摘要
背包问题是经典问题. 给一堆items, 每个items[i]有重量; 再给一个包. 分为几种问:
- 每个item只用一次, 最多能装多满(不能爆)? Backpack I
- 每个item只用一次, 最多多少种装满的办法? Backpack V
- 每个item可用无限次, 最多多少种装满的办法? Backpack VI
虽然问法很多, 但是万变不离其宗: "...你的背包/对我沉重的审判..."
关键点, 就是那个重量: weight.
背包问题都将围绕着item weight的状态来考虑, 永远不要忘记了考虑weight.

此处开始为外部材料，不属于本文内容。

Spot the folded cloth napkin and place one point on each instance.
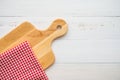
(19, 63)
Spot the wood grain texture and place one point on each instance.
(91, 48)
(39, 40)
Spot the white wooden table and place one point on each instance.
(91, 48)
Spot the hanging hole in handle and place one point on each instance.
(59, 27)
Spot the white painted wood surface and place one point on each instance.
(91, 48)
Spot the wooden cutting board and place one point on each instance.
(38, 39)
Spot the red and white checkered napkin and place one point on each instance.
(20, 63)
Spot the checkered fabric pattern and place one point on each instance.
(19, 63)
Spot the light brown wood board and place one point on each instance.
(38, 39)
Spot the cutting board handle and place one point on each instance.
(57, 29)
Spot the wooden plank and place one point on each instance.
(80, 28)
(89, 39)
(59, 8)
(84, 72)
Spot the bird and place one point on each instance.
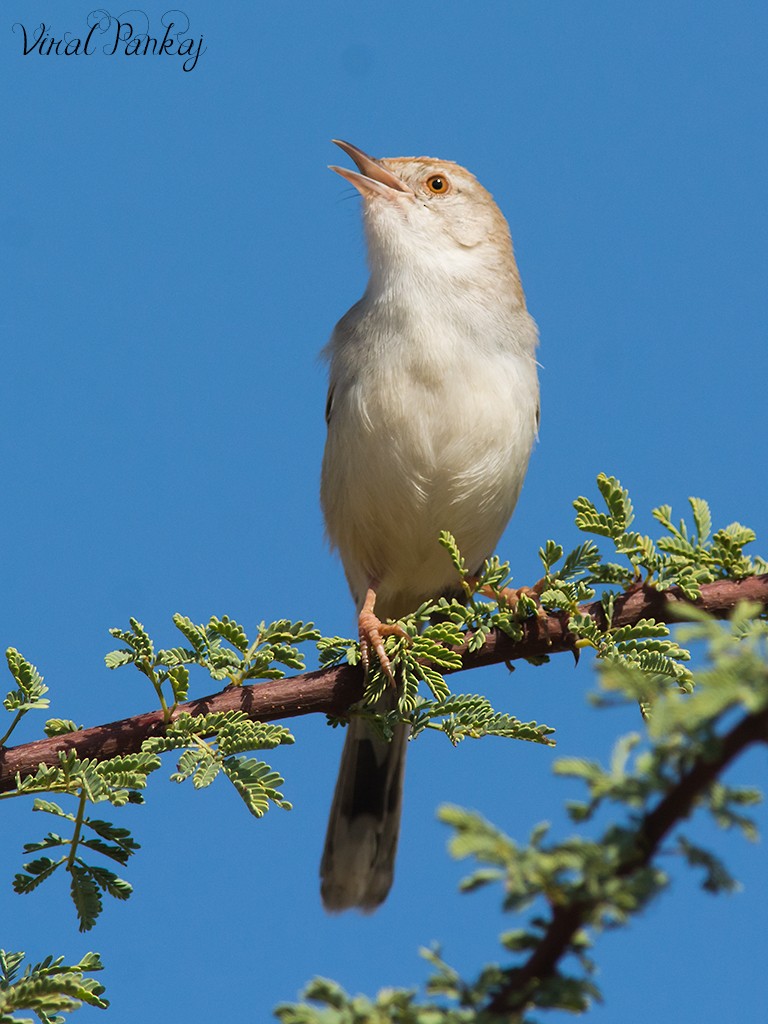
(432, 413)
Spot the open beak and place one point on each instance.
(373, 179)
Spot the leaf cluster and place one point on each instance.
(221, 646)
(48, 988)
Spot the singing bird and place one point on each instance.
(432, 412)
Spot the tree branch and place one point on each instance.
(567, 919)
(334, 690)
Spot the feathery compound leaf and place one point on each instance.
(701, 519)
(230, 631)
(60, 726)
(550, 554)
(47, 988)
(448, 541)
(85, 896)
(256, 782)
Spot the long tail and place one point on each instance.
(357, 864)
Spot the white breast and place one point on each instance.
(430, 429)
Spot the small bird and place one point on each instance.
(432, 412)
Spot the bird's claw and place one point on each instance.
(372, 633)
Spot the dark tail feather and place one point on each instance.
(357, 864)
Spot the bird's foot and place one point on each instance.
(372, 633)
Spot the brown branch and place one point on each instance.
(567, 919)
(334, 690)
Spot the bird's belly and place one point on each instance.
(420, 454)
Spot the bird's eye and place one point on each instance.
(438, 184)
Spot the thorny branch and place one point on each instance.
(334, 690)
(567, 919)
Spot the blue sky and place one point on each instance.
(174, 256)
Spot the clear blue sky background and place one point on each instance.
(175, 254)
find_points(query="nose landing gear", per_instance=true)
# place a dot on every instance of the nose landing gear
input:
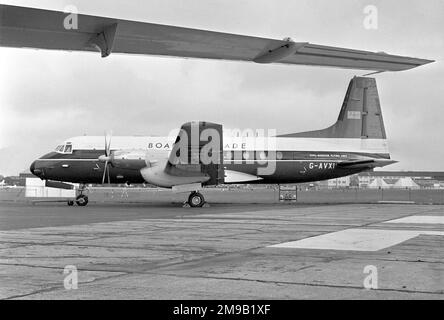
(81, 199)
(196, 199)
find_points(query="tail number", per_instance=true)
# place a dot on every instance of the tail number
(322, 165)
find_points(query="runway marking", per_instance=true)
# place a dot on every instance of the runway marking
(356, 239)
(419, 220)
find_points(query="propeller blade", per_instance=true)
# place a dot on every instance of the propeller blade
(104, 171)
(109, 181)
(108, 136)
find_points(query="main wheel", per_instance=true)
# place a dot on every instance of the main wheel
(196, 200)
(82, 200)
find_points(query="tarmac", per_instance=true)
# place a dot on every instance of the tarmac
(225, 251)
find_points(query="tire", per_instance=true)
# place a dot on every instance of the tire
(196, 200)
(82, 200)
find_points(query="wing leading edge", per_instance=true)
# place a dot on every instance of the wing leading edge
(22, 27)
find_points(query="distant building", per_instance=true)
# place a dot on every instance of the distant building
(391, 179)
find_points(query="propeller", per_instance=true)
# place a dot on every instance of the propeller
(107, 157)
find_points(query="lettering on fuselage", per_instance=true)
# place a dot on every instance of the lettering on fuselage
(159, 145)
(235, 146)
(322, 165)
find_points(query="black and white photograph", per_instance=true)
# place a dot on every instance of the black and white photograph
(221, 155)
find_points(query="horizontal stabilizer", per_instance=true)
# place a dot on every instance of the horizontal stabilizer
(365, 163)
(58, 185)
(45, 29)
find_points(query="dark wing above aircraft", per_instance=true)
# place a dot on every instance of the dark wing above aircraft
(44, 29)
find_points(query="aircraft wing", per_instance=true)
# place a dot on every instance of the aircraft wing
(45, 29)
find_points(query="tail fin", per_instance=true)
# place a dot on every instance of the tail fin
(360, 115)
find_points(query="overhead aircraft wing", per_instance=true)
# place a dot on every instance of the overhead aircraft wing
(45, 29)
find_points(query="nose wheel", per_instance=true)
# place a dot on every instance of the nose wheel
(82, 200)
(196, 199)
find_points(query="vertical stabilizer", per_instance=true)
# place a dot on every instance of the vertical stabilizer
(360, 115)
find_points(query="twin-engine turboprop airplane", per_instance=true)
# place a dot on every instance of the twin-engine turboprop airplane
(202, 155)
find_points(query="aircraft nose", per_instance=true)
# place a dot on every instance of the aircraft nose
(32, 167)
(35, 171)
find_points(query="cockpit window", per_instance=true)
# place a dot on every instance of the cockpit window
(68, 148)
(64, 148)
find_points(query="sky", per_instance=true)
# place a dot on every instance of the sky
(49, 96)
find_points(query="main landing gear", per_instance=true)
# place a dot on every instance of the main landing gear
(81, 199)
(196, 199)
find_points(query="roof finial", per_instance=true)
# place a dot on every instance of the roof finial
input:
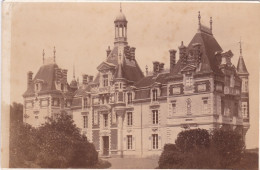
(240, 47)
(43, 54)
(54, 52)
(146, 70)
(210, 23)
(74, 71)
(199, 17)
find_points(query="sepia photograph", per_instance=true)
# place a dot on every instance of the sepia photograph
(130, 85)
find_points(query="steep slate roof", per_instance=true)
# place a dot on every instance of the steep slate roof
(129, 70)
(82, 91)
(209, 46)
(149, 80)
(241, 67)
(47, 74)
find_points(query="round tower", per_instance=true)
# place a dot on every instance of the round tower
(120, 28)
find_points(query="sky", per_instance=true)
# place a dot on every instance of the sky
(81, 33)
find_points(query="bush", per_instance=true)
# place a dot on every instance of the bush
(23, 145)
(170, 157)
(197, 149)
(189, 139)
(62, 145)
(229, 144)
(56, 144)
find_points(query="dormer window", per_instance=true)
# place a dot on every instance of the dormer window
(188, 80)
(155, 94)
(37, 87)
(232, 81)
(129, 98)
(188, 103)
(85, 102)
(105, 80)
(244, 85)
(62, 87)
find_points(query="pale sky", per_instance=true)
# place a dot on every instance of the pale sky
(82, 32)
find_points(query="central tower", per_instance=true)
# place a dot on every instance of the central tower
(120, 29)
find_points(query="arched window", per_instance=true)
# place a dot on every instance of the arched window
(188, 101)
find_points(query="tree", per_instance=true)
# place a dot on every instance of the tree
(23, 145)
(229, 144)
(62, 145)
(195, 138)
(16, 112)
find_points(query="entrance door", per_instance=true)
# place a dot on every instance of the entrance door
(105, 145)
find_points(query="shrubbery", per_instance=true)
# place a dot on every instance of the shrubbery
(199, 149)
(191, 139)
(56, 144)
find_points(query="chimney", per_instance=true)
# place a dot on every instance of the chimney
(58, 74)
(84, 79)
(155, 67)
(64, 72)
(29, 78)
(182, 53)
(90, 78)
(132, 53)
(172, 59)
(161, 67)
(197, 51)
(108, 51)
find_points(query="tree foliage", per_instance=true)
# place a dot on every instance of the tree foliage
(199, 149)
(16, 112)
(194, 138)
(56, 144)
(229, 144)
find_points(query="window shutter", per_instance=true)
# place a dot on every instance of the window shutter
(133, 142)
(125, 144)
(159, 142)
(150, 142)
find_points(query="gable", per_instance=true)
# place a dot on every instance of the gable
(105, 66)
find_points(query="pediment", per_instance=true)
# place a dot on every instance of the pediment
(105, 66)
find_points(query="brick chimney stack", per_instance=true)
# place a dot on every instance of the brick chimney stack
(65, 72)
(161, 67)
(132, 53)
(90, 78)
(84, 79)
(29, 78)
(108, 51)
(172, 59)
(156, 68)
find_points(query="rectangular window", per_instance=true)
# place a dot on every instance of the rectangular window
(155, 141)
(173, 108)
(105, 116)
(129, 142)
(95, 117)
(205, 106)
(176, 90)
(155, 117)
(105, 80)
(202, 87)
(189, 81)
(129, 118)
(154, 94)
(85, 121)
(85, 102)
(244, 110)
(129, 98)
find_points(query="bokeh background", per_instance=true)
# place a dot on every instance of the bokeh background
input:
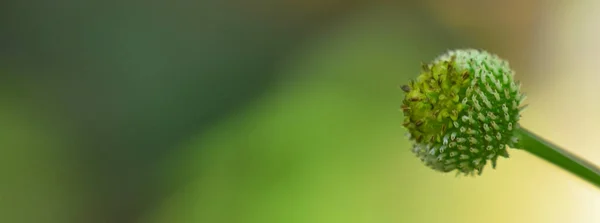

情况1: 每个item只用一次, 最多能装多满(不能爆)?
考虑: 用i个item (可跳过地取), 是否能装到weight w?
需要从'可能性'的角度考虑, 不要搞成单一的最大值问题.
- 背包可装的物品大小和总承重有关.
- 不要去找dp[i]前i个物品的最大总重, 找的不是这个.
dp[i]及时找到可放的最大sum, 但是i+1可能有更好的值, 把dp[i+1]变得更大更合适.
boolean[][] dp[i][j]表示: 有前i个item, 用他们可否组成size为j的背包? true/false.
(反过来考虑了,不是想是否超过size j, 而是考虑是否能拼出exact size == j)
注意: 虽然dp里面一直存在i的位置, 实际上考虑的是在i位置的时候, 看前i-1个item.
多项式规律:
- picked A[i-1]: 就是A[i-1]被用过, weight j 应该减去A[i-1]. 那么dp[i][j]就取决于dp[i-1][j-A[i-1]]的结果.
- did not pick A[i-1]: 那就是说, 没用过A[i-1], 那么dp[i][j]就取决于上一行d[i-1][j]
dp[i][j] = dp[i - 1][j] || dp[i - 1][j - A[i - 1]]
结尾:
跑一遍dp 最下面一个row. 从末尾开始找, 最末尾的一个j (能让dp[i][j] == true)的, 就是最多能装的大小 :)
时间,空间都是:O(mn)
/*
Given n items with size Ai, an integer m denotes the size of a backpack.
How full you can fill this backpack?
Example
If we have 4 items with size [2, 3, 5, 7], the backpack size is 11, we can select [2, 3, 5],
so that the max size we can fill this backpack is 10.
If the backpack size is 12. we can select [2, 3, 7] so that we can fulfill the backpack.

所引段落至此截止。